ISTANBUL (Reuters) - One of Turkey’s two drill ships in the eastern Mediterranean has completed operations in Karpaz, off the northeastern coast of Cyprus, Turkish Energy Minister Fatih Donmez said on Friday.
EU member Cyprus and Turkey have argued for years regarding the ownership of fossil fuels in the eastern Mediterranean, where Ankara says Turkish Cypriots are entitled to a share of the resources. Ankara has dispatched two drill ships and an exploration vessel to the region.
In an interview with broadcaster NTV, Donmez said the ship, Yavuz, is currently in port in Turkey’s Mediterranean coastal province of Mersin and will depart for a new location in coming weeks.
“The Yavuz ship has finished drilling in Karpaz. The data there is being evaluated,” he said. “The ship is waiting in Mersin’s Tasucu port for preparations, supply and checks for the next operation.”
The second ship, Fatih, is continuing operations west of Cyprus, Donmez said.

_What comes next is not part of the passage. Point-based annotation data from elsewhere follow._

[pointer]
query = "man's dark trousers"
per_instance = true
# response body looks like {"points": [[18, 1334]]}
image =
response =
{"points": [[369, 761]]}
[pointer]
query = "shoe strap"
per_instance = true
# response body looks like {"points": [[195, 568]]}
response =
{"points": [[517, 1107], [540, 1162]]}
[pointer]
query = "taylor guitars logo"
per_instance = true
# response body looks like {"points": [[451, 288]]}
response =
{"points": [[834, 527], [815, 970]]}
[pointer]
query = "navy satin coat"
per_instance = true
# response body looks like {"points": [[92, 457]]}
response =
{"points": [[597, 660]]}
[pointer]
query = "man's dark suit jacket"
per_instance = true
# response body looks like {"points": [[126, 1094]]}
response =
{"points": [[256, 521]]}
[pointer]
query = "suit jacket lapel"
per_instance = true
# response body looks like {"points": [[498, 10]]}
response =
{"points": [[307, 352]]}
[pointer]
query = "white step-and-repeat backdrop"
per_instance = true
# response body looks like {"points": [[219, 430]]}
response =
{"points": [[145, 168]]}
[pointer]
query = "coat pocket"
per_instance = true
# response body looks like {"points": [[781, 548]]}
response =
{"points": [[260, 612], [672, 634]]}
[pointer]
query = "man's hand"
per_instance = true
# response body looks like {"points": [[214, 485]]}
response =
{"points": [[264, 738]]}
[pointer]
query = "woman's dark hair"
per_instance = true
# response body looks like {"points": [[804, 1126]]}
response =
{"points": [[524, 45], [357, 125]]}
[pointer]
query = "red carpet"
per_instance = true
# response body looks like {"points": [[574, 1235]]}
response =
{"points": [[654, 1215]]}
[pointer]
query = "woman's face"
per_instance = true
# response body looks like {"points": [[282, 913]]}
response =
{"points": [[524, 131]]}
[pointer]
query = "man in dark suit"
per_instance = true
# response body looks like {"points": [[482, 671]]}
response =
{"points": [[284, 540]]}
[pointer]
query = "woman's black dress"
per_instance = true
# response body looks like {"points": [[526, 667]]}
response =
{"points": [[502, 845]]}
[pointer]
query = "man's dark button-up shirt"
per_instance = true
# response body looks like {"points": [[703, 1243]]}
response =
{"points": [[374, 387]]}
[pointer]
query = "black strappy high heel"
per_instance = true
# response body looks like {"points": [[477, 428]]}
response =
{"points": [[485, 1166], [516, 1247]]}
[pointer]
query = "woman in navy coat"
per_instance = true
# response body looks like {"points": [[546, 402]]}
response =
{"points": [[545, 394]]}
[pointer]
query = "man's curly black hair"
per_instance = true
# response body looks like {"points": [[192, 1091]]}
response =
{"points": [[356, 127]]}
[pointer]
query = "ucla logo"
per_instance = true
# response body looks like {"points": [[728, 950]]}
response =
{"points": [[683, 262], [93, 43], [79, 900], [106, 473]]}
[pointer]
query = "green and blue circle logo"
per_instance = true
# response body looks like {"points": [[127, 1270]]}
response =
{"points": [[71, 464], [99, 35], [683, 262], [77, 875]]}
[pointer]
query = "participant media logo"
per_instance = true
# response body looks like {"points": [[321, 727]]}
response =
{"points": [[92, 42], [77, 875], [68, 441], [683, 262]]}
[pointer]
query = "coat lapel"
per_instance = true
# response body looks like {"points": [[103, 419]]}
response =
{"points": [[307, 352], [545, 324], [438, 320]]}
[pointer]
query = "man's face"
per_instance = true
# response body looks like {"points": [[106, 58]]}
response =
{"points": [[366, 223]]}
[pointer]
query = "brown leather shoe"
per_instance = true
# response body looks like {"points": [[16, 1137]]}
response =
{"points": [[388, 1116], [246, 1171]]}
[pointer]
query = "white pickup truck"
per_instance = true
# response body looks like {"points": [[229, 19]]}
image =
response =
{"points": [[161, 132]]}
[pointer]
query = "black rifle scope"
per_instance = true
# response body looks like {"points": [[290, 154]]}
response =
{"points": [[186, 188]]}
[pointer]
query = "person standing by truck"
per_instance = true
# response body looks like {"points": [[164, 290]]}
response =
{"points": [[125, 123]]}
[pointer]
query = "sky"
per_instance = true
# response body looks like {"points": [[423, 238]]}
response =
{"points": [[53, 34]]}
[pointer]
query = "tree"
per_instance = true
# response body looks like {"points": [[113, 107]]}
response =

Natural gas discoveries in the eastern Mediterranean in the past decade have made the region a viable alternative energy source for Europe, but also exposed long-simmering disputes between neighbours jostling for rights over resources.
Turkey rejects agreements the internationally recognised Cypriot government has reached with other Mediterranean states on maritime economic zones. Ankara’s operations in the region have drawn criticism from its Western allies.
Cyprus was divided in 1974 after a Turkish invasion triggered by a brief, Greek-inspired coup. Several peacemaking efforts have failed and the discovery of offshore resources in the eastern Mediterranean has complicated the negotiations.